Yesterday, Glacier National Park emergency staff received notice that a man was missing on Mt. Brown. At roughly 3 p.m., the man’s hiking and climbing buddy alerted officials that he had lost contact with his friend and had become separated. The missing man was 19-year-old Winslow Nichols of Columbia Falls, Montana.

Following the call, emergency teams launched a search near Mt. Brown, during which they found a vehicle at Lake McDonald Lodge. This car matched the description that Nichols’ climbing partner had provided earlier.

“Glacier National Park ground crews searched the nearby area, and Two Bear Air performed an air search,” the park explained in an official report. “Around 7 pm the same day, Two Bear Air found Nichols deceased on Mt. Brown and recovered his body.”

Located near Whitefish, Montana, Two Bear Air provides aviation support for Search and Rescue operations within the Northwestern region of the U.S. The organization supplied similar services for a rescue effort late last year in which a hiker sustained injuries while returning from Mt. Gould in Glacier National Park. Thankfully, teams were able to successfully bring the hiker back home. Unfortunately, crews found that Nichols had passed following the fall from Mt. Brown.
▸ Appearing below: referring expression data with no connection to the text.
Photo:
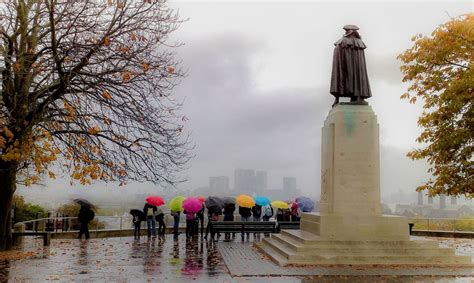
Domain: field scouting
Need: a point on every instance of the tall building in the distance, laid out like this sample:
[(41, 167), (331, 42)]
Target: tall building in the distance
[(249, 181), (260, 181), (289, 186), (219, 184), (244, 180)]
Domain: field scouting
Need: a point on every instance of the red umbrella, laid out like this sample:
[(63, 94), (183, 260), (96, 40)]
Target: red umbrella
[(155, 200), (192, 205)]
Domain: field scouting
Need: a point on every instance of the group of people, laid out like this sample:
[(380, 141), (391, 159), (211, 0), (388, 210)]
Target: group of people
[(195, 221)]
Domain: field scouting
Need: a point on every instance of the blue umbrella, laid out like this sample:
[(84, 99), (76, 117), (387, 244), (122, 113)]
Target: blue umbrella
[(262, 201), (305, 204)]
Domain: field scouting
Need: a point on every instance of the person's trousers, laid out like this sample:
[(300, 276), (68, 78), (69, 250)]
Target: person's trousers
[(176, 225), (229, 218), (245, 219), (151, 225), (161, 225), (136, 233), (189, 228), (200, 221), (84, 229)]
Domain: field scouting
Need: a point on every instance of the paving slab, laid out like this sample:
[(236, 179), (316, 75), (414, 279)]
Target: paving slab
[(244, 259)]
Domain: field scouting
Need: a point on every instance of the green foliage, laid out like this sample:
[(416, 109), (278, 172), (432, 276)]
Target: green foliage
[(25, 211), (440, 70)]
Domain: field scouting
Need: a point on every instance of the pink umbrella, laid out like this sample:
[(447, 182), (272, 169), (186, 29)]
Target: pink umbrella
[(155, 200), (192, 205)]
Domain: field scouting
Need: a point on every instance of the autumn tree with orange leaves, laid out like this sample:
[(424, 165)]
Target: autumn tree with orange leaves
[(439, 68), (86, 93)]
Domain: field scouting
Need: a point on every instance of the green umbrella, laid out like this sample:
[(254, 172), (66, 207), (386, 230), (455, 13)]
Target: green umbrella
[(176, 204)]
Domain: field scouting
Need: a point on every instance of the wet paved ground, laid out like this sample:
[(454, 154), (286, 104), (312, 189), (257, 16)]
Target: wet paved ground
[(243, 259), (166, 260)]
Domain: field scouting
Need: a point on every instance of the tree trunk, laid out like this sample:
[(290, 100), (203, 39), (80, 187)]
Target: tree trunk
[(7, 189)]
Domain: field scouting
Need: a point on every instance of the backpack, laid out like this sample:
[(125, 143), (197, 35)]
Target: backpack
[(257, 210), (90, 215), (268, 211)]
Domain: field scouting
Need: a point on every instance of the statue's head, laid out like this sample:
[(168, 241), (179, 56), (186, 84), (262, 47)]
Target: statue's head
[(351, 30)]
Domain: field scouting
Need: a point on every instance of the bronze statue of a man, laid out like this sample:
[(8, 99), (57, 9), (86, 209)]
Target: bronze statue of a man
[(349, 71)]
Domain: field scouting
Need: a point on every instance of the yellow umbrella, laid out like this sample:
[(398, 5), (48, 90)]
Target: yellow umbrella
[(176, 204), (245, 201), (280, 204)]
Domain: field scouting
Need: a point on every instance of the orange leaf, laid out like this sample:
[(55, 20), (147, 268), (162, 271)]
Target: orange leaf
[(106, 95)]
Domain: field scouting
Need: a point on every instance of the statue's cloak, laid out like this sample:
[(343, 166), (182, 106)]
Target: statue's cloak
[(349, 72)]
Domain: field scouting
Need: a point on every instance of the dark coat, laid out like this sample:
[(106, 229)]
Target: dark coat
[(245, 211), (85, 215), (145, 208), (349, 72)]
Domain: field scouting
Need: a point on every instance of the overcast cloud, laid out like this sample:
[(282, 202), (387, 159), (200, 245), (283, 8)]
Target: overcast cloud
[(256, 93)]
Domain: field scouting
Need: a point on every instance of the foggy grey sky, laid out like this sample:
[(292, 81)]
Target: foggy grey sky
[(257, 89)]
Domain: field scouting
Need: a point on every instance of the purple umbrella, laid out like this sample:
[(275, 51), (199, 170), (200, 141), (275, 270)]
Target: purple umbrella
[(192, 205)]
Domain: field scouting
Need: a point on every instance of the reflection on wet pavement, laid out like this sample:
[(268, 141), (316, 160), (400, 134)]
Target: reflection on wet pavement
[(120, 259)]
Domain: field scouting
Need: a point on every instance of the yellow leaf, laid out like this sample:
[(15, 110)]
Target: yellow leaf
[(170, 69), (126, 76), (145, 66), (94, 130), (106, 95)]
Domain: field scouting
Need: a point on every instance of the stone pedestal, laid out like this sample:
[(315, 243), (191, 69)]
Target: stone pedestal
[(350, 227)]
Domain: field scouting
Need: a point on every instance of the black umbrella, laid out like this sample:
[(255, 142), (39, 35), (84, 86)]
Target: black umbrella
[(139, 213), (84, 202), (214, 201), (228, 200)]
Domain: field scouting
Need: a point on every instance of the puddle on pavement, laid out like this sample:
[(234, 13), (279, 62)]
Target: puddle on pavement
[(119, 259)]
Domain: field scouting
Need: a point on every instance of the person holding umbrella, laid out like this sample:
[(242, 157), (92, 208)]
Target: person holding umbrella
[(200, 221), (138, 216), (161, 222), (229, 209), (150, 214), (85, 216)]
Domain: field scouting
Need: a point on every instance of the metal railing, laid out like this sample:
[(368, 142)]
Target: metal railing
[(102, 222), (443, 224)]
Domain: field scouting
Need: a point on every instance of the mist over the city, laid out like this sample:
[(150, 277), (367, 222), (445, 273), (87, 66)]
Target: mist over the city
[(257, 92)]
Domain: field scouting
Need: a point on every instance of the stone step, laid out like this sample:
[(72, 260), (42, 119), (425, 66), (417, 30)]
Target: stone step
[(283, 255), (309, 239), (272, 253), (376, 249), (310, 226), (290, 247), (279, 247), (458, 261)]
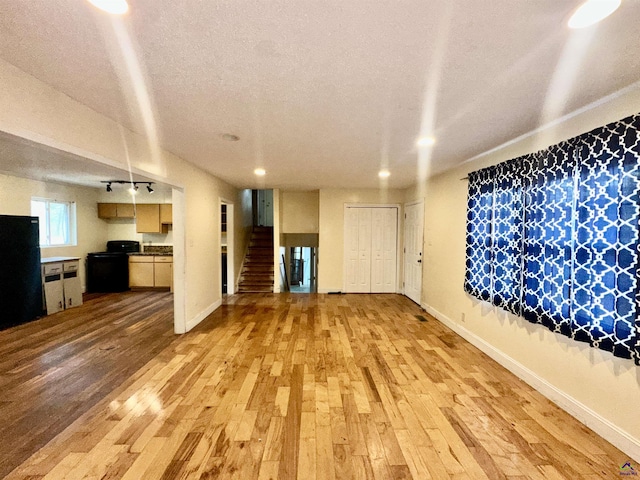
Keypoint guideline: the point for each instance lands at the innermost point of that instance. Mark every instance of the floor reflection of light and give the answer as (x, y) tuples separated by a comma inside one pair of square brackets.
[(140, 403)]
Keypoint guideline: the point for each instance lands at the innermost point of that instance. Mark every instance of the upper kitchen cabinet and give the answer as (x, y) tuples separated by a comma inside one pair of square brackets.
[(166, 214), (153, 217), (115, 210)]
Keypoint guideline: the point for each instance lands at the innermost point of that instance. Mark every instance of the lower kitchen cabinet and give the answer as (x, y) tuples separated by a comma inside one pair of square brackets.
[(150, 271), (61, 283), (163, 271)]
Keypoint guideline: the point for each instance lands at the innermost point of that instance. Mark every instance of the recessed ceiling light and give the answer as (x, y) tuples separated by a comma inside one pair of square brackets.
[(592, 11), (426, 141), (116, 7)]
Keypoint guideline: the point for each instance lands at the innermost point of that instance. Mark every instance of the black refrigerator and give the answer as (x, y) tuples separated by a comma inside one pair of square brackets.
[(20, 272)]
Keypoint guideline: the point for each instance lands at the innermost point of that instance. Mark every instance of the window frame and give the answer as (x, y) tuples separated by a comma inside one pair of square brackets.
[(71, 231)]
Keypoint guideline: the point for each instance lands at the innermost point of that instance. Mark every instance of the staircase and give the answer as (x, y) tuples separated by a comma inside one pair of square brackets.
[(257, 270)]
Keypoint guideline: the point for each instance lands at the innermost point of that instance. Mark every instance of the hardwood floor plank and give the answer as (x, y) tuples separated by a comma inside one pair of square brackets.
[(274, 386)]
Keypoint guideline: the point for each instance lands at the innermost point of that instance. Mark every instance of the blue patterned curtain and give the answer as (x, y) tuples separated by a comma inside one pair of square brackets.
[(507, 236), (605, 303), (554, 236), (479, 273), (548, 237)]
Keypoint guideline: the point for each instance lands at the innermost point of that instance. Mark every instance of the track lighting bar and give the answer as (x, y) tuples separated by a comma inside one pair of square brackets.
[(133, 185)]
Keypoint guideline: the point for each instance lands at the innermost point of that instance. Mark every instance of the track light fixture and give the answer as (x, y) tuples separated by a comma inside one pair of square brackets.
[(133, 189)]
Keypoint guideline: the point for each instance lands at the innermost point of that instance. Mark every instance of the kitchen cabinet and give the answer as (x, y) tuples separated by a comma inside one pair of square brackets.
[(163, 271), (115, 210), (72, 286), (141, 271), (53, 287), (150, 271), (166, 213), (61, 283), (153, 217)]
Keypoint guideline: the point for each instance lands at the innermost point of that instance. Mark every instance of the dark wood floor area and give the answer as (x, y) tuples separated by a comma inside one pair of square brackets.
[(55, 369), (276, 386)]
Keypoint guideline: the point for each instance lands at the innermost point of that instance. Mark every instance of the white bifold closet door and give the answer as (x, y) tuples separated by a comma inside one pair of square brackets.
[(371, 249)]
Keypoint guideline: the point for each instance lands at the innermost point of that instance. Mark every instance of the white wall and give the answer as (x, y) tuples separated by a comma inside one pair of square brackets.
[(33, 110), (15, 199), (599, 389), (331, 221)]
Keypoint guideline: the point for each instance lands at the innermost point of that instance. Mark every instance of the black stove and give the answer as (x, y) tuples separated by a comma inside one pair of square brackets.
[(109, 271)]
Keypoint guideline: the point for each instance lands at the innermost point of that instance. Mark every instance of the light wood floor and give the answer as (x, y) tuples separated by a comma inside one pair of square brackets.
[(287, 386)]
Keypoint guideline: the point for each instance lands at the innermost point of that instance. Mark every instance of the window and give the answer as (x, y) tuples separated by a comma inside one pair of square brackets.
[(554, 236), (57, 221)]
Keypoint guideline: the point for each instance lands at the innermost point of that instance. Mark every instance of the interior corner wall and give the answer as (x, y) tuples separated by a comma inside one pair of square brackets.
[(34, 110), (331, 222), (597, 388)]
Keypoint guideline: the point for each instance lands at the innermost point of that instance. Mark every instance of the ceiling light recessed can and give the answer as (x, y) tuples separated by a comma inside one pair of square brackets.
[(426, 141), (230, 137), (115, 7), (591, 12)]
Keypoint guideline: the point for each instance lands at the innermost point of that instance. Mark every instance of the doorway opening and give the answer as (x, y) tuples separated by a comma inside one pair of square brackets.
[(227, 280), (299, 263), (302, 269), (262, 208)]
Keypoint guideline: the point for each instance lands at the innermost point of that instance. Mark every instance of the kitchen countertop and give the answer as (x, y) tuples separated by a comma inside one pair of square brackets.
[(58, 259)]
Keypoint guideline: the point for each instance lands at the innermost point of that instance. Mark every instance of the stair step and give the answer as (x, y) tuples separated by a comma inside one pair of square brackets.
[(255, 290)]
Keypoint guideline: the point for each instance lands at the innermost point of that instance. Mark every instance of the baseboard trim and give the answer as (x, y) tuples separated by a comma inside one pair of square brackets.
[(603, 427), (203, 314)]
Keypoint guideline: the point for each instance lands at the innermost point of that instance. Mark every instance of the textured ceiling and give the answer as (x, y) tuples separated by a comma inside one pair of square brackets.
[(325, 93)]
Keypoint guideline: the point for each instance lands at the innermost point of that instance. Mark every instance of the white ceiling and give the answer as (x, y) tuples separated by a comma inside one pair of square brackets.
[(325, 93)]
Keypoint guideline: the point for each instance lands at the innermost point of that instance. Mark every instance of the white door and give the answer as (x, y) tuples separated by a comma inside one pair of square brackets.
[(370, 249), (413, 240), (390, 249), (351, 249), (363, 276)]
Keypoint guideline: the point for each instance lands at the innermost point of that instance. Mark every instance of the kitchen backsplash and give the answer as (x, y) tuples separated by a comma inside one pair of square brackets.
[(160, 249)]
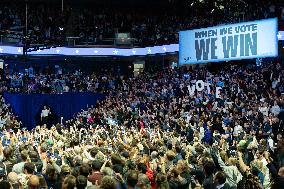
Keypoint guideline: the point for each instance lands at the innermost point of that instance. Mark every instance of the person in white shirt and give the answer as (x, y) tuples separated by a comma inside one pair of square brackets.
[(275, 109)]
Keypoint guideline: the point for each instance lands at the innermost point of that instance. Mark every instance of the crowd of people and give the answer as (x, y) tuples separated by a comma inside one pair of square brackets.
[(156, 131), (48, 24)]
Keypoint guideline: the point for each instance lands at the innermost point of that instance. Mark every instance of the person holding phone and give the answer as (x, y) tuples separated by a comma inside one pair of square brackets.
[(45, 113)]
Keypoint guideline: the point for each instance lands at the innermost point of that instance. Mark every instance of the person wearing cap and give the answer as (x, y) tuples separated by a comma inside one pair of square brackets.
[(13, 179), (18, 168), (3, 173), (96, 176)]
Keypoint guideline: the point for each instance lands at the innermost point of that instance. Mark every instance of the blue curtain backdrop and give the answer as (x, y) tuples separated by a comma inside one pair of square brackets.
[(28, 106)]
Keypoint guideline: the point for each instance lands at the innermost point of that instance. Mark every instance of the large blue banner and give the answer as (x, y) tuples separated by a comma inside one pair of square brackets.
[(229, 42)]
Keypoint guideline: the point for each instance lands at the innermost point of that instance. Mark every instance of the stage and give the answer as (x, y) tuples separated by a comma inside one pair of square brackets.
[(28, 107)]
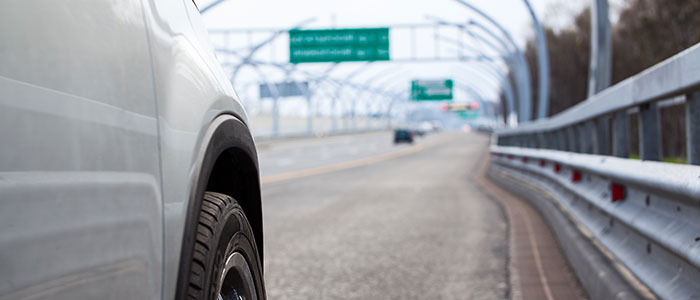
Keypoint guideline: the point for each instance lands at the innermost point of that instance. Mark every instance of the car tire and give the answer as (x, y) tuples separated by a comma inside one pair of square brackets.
[(225, 261)]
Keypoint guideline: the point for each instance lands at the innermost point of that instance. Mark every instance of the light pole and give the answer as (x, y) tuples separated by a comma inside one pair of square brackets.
[(543, 65), (601, 48), (523, 72)]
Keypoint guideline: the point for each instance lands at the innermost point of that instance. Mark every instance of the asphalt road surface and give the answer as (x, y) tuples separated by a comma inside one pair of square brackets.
[(356, 217)]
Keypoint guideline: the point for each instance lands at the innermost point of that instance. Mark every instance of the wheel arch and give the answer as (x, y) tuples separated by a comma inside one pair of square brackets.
[(226, 163)]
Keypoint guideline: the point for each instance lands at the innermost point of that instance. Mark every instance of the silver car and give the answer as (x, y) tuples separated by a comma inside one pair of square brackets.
[(127, 167)]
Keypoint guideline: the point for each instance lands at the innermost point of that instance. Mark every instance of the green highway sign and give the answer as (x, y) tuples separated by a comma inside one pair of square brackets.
[(431, 90), (468, 115), (338, 45)]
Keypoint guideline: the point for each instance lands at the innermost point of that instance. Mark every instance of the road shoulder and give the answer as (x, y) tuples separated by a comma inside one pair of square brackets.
[(537, 267)]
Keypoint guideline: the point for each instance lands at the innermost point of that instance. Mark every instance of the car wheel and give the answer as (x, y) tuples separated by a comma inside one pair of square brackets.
[(225, 262)]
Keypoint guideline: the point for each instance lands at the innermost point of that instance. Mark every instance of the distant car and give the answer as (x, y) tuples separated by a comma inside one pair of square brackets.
[(403, 135), (127, 166)]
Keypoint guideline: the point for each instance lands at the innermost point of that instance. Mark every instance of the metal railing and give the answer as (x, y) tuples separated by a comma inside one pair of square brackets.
[(645, 212), (599, 125)]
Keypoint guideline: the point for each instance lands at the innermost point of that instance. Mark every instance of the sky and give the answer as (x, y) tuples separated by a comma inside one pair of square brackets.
[(243, 15)]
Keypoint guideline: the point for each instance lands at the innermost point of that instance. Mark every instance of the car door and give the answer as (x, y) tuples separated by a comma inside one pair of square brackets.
[(80, 201)]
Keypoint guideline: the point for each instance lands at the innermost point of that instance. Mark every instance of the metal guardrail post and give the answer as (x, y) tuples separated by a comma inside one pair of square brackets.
[(588, 137), (582, 137), (620, 134), (564, 140), (692, 121), (573, 141), (602, 136), (649, 146)]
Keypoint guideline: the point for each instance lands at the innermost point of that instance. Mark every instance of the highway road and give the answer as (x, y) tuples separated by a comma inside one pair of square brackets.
[(355, 217)]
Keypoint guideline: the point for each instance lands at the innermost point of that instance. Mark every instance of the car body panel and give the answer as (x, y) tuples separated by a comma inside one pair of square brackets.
[(79, 165), (190, 94), (97, 100)]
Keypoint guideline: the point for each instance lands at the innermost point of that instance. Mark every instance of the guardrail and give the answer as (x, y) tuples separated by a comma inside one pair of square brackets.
[(646, 213), (599, 125)]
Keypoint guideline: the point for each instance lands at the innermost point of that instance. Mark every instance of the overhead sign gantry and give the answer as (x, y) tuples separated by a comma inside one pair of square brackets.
[(431, 90), (338, 45)]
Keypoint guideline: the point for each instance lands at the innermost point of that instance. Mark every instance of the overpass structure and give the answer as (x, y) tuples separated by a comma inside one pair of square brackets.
[(639, 216)]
Most of the details of the current rescue mission are still unknown. However, according to Glacier National Park, rangers suspect that Nichols fell while climbing. So far, authorities do not suspect foul play. The park’s rangers are investigating the details of the man’s death.

“Park staff would like to express their deepest condolences to the family and ask that the public respect the family’s privacy,” Glacier National Park concluded.

Spring Conditions at Glacier National Park May Have Contributed to Climber’s Death

Mt. Brown is roughly 8,500 feet tall and is a part of the Lewis Range in Glacier National Park. One of the most dangerous times to visit the park is during the spring when the snow begins to melt. Paired with a few loose rocks, the melting ice and snow become a huge hazard for unsuspecting hikers and climbers.

In fact, behind hypothermia, falling and wintry conditions are the two most common causes of death at the national park. In order to help curb tragic accidents, Glacier includes a list of safety tips for visitors on its site.

“Many accidents occur when people fall after stepping off trails or roadsides or venturing onto very steep slopes. Stay on designated trails and don’t go beyond protective fencing or guardrails. Supervise children closely in such areas. At upper elevations, trails should be followed carefully, noting directions given by trail signs and markers. Avoid hiking in locations with a high level of danger involved if you were to fall,” the park informed.